As a Web 1.0 orphan, I remember when everyone was looking for ways of to make money on the web. When it came to media clients,  no one quite understood how to make money out of cultural artifacts, after all, making information and media available had to, ideologically, be free.

Media companies and other sectors alike debated whether to have an open, reduced site for free and a more exclusive and comprehensive offering for a subscription price. As they realized that the point was not to make money on selling individual stories but on creating a wider network of readers, eventually more and more media providers made their content available for free. Web 2.0 capitalized on this like Youtube and other free media sharing sites by providing the infrastructure upon which free content can be freely shared.

Today, with the avalanche of video media on Youtube we need to regain a sense of filtering and control of the media we consume. Even though I use YouTube significantly (especially when I look for resources for teaching), I have found that I actually prefer NOT to have to swim through all the video debris floating on the site. I have thus begun to use other video sites that do the filtering for me, and have somehow gained an appreciation for more ‘curated’ sites that have focused on a particular kind of medium, or are putting out highly specialized content for a more demanding and tired audience. Curated content.

Vimeo is an attempt at concentrating higher quality design and art-related videos drawing on a community of creative practitioners. It began as an alternative to Youtube where content, as well as its members, inteded to shape a different kind of community where quality, not quantity seemed to be the objective. Today, Vimeo has spread itself thinner than the beginning, but largely maintains this flavor and the quality content seems to curate itself better than Youtube.

TED is great for teaching – the talks are engaging, the themes relevant and my complement my lectures with visual media, which the students prefer to lsten me yack for an hour. The quality is great, I get a subtitled donwloadable version and the interface is easy to use with a reliable search mechanism in their website.

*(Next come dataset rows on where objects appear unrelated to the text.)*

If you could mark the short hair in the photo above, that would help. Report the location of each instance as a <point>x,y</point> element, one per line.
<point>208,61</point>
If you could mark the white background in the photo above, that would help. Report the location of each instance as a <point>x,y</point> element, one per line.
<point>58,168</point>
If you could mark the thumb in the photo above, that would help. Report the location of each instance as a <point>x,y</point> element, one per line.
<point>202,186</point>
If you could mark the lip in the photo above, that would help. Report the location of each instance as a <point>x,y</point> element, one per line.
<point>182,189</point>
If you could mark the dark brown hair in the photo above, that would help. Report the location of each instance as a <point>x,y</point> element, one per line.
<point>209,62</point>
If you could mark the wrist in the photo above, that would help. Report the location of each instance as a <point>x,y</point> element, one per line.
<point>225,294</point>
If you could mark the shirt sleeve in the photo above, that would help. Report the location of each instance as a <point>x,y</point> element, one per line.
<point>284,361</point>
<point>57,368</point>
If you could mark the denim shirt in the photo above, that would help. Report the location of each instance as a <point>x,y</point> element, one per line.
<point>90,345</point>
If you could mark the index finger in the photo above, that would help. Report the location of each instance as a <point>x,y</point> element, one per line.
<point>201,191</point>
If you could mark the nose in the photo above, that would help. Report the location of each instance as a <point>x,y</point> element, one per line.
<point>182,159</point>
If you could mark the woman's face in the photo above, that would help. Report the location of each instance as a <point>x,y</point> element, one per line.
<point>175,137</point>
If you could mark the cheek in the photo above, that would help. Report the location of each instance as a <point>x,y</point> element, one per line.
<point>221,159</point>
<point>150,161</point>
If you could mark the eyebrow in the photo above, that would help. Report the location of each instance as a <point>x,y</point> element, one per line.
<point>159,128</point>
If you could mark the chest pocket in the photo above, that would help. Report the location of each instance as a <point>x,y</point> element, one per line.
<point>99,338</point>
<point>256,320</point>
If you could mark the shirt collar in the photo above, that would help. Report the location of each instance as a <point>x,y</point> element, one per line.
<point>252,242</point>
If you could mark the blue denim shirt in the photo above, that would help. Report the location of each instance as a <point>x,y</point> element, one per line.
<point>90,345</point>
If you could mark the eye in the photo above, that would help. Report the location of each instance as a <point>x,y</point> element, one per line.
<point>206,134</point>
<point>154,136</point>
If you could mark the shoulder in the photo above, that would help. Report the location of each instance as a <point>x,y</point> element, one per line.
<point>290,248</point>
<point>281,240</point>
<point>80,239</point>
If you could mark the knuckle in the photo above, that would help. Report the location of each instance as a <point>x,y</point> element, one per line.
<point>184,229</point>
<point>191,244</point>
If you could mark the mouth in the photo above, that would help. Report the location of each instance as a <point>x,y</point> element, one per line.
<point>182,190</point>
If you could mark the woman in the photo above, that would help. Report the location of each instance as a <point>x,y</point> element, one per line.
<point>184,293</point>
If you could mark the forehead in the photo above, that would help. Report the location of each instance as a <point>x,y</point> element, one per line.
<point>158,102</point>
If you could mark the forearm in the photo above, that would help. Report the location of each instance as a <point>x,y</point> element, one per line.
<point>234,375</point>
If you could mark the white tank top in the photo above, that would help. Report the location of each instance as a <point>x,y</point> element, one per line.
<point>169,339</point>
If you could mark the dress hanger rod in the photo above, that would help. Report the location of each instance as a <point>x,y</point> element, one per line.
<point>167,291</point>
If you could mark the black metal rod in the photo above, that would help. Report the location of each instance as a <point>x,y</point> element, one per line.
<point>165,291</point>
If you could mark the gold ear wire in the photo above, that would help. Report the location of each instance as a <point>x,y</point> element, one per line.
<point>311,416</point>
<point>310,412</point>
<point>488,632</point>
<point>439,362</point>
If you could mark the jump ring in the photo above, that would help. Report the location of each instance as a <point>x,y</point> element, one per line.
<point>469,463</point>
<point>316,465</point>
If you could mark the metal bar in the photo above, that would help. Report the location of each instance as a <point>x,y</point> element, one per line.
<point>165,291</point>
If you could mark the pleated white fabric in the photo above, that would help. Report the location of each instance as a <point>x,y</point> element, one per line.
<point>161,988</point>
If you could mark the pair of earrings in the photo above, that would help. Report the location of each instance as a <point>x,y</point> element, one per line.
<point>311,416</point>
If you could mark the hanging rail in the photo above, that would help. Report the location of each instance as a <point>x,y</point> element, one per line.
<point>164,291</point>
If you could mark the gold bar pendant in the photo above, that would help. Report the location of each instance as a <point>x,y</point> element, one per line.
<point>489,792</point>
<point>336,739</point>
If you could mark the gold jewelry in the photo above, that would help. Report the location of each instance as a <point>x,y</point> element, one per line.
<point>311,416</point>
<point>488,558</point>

The youtube versions of TEDtalks are crap.

Lately, I have discovered The Auteurs, which is a paid cinema site where I can watch films on my computer. The Auteurs is a sort of avant-garde film repository that houses a fairly varied collection between cinema classics and contemporary independent film production that get small distribution in theatres. The concept behind the site is to bring the best quality cinema in good quality and good selection – an online version of the artsy video store of yesteryear. Unlike the faceless and anonymous workers of today who have no relation to what they are selling the owners of this site act more like the video store owner, who, like a good bookseller, not only curates his ‘shop’ but is also an expert on what they sell.

Every couple of months, The Auteurs launches an online ‘festival’ celebrating a director – Takeshi Kitano is this month’s pick – and watch a selection of films in their full-length with good streaming. The selection is limited to what the distributors choose to release, usually leased temporarily to the site or working with a voluntary cession of rights. Different than the video sharing sites, here users are not allowed to upload content and are entirely subjected to the site’s taste and selection.

Honestly, I like that, I MISS that. I miss going to my old video store and going through shelves of obscure titles that I can only find there. It is not that I mind using free content or that I would like to have content all to myself…rather, I am tired of having to make decisions all the time by sifting through the endless debris of videos floating in the Youtube quagmire. I just want less to choose from, since the array of choices usually presented to us are terrible.

This is the first time I have paid a monthly subscription for content in a total of 12 years of power-using the web. The subscription price is the equivalent of 2 movie tickets per month, and if you don’t want to commit, you pay up to $5 per film as much as we were willing to pay for a rented video over the weekend.

As much as I am a staunch defender of the utmost democracy on the web, I do realize that there is a filtering effort in these specialised sites. Ten years later, I discover the value of paid subscription if it will guarantee quality and exclusivity and I am willing put my money there.